Texto que nos foi enviado pelo leitor Fernando Tenreiro, economista, doutorado em Ciências do Desporto pela Universidade do Porto, professor na licenciatura de Gestão de Organizações Desportivas da Universidade Lusíada de Lisboa, trabalha no Instituto Português do Desporto e da Juventude.
No fim de outra legislatura estão passados 20 anos do século XXI desportivo que tarda a chegar por causa dos erros da política pública que nos entortam o desporto e a nós próprios.
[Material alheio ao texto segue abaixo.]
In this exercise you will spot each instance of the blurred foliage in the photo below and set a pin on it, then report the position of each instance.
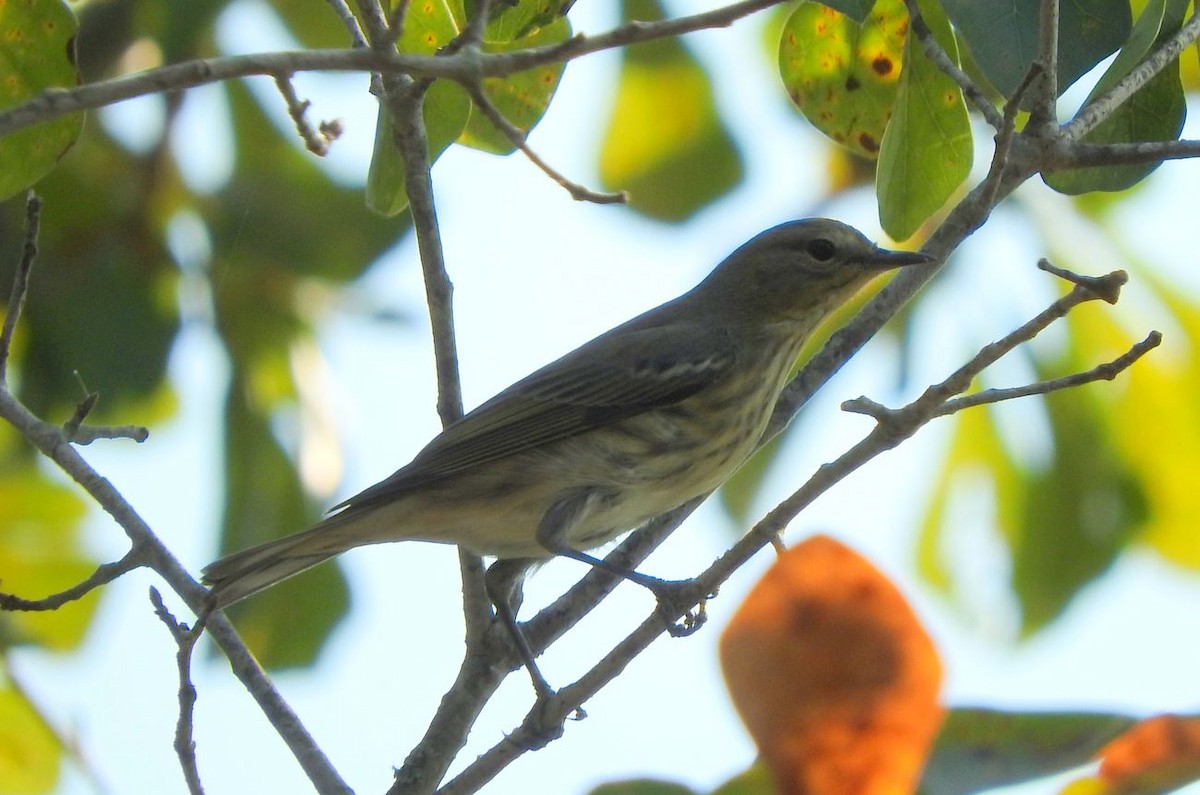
(979, 749)
(37, 47)
(1155, 113)
(449, 113)
(29, 748)
(106, 299)
(1003, 36)
(666, 143)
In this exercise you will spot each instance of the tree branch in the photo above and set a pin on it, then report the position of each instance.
(463, 67)
(934, 52)
(1103, 106)
(517, 137)
(103, 574)
(149, 550)
(21, 280)
(185, 741)
(892, 428)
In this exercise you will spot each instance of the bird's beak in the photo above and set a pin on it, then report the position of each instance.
(887, 259)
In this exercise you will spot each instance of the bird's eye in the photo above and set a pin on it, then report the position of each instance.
(821, 249)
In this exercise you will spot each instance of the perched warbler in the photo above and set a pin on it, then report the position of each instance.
(641, 419)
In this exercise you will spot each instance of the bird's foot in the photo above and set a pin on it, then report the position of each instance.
(682, 604)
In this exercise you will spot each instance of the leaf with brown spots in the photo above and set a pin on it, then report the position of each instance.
(833, 675)
(843, 76)
(36, 53)
(928, 149)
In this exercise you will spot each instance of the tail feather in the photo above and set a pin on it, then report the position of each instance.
(235, 577)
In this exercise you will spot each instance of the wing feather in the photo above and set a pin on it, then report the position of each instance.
(622, 374)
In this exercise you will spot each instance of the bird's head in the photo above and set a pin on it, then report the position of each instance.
(798, 272)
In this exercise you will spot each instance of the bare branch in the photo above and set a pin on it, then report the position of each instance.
(934, 52)
(1005, 136)
(517, 137)
(89, 434)
(315, 141)
(396, 24)
(185, 741)
(376, 23)
(1107, 288)
(429, 760)
(149, 550)
(103, 574)
(1103, 106)
(1080, 154)
(892, 428)
(349, 22)
(21, 280)
(463, 67)
(1044, 93)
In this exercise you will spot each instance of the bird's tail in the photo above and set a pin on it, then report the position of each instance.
(235, 577)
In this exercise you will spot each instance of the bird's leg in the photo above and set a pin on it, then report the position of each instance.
(503, 584)
(675, 598)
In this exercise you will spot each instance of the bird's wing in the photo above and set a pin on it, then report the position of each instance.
(618, 375)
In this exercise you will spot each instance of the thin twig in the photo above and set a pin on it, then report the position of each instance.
(103, 574)
(478, 679)
(83, 408)
(517, 138)
(315, 139)
(892, 428)
(1107, 371)
(472, 35)
(376, 23)
(54, 103)
(395, 25)
(943, 61)
(1005, 136)
(1080, 154)
(89, 434)
(1044, 94)
(349, 22)
(21, 280)
(185, 739)
(1103, 106)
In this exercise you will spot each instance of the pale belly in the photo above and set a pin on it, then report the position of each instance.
(652, 464)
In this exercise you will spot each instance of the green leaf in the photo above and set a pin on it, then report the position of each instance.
(265, 501)
(739, 491)
(976, 447)
(1155, 113)
(856, 10)
(666, 144)
(36, 53)
(927, 150)
(447, 109)
(522, 97)
(263, 291)
(427, 28)
(1164, 443)
(29, 749)
(1002, 36)
(979, 748)
(844, 77)
(40, 555)
(755, 779)
(1079, 513)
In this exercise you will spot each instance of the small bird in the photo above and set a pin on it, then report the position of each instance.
(639, 420)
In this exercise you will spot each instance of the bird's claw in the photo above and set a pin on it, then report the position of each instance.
(682, 607)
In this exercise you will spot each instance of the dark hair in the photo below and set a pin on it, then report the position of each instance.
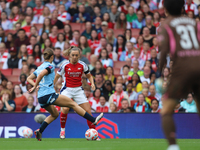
(70, 32)
(107, 56)
(62, 35)
(123, 44)
(174, 7)
(39, 53)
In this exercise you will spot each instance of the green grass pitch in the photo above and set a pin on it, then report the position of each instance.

Em 19 de Agosto de 2016 publiquei um artigo de opinião no jornal Público onde referia que “Marcelo Rebelo de Sousa, António Costa, Passos Coelho (hoje digo Rui Rio), Catarina Martins, Assunção Cristas e Jerónimo de Sousa” têm “a responsabilidade nacional de definirem, nas instituições que lideram e participam, o consenso da Visão do desporto nacional no século XXI, assim como, a concepção e a operacionalização dos princípios, metas, programas que as instituições nacionais deverão assumir para a concretizarem”. Passaram quase 3 anos e o desporto tem um-1-um resultado extraordinário e simultaneamente mantém-se improdutivo desportiva, social e economicamente face ao desporto dos outros países europeus, entortando-se e mistificando a sua própria natureza.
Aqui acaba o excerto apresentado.